Начнем с того, что «открытая рана», о которой говорит Батай, возникает в результате волюнтаристского отрицания человеком его «животной природы». Если мы говорим о границе между человеком и животным у Батая, не нужно забывать об эротизме, который идет рука об руку с осознанием смерти, языком и производительным трудом. Эротика, говорит Батай, это нечто исключительно человеческое, противоположное животной сексуальности как обычному биологическому феномену, предполагающему спонтанное, непосредственное поведение особи в естественной среде. По мысли Батая, люди строят свою жизнь из ограничений, правил, законов, ритуалов и запретов, тогда как у животных нет закона, который можно было бы нарушить. Животные просто наслаждаются, бесстыдно наслаждаются своей неограниченной сексуальной свободой: «Если и есть четкое различие между человеком и животным, то, наверное, оно заключается в следующем: для животных нет ничего запретного»[203].

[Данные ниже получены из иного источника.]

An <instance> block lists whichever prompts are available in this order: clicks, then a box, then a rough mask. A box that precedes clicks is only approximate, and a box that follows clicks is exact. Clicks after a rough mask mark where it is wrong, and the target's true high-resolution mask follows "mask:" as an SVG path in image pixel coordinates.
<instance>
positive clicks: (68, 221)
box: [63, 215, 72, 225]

Представление о механизме производства человеческого посредством отделения от животного (через запрет) и антропогенное объяснение негативности у Батая в основном связаны, конечно, с его рецепцией Кожева. Однако Батай, в отличие от «Х, руководителя семинара по Гегелю», рассматривает это отделение, с одной стороны, в исторической перспективе, как нечто случившееся, а с другой – как нечто невозможное, как симуляцию или комедию. Но даже будучи фиктивным, оно тем не менее очень болезненно, поскольку граница между человеком и животным проходит через само человеческое тело. В начале, по Батаю, был переход от животного к человеку. Это основополагающее событие произошло однажды, в далеком прошлом, и именно его Батай называет «первым шагом» человека. Первый шаг необратим: мы не можем просто так взять и вернуться в лоно природы.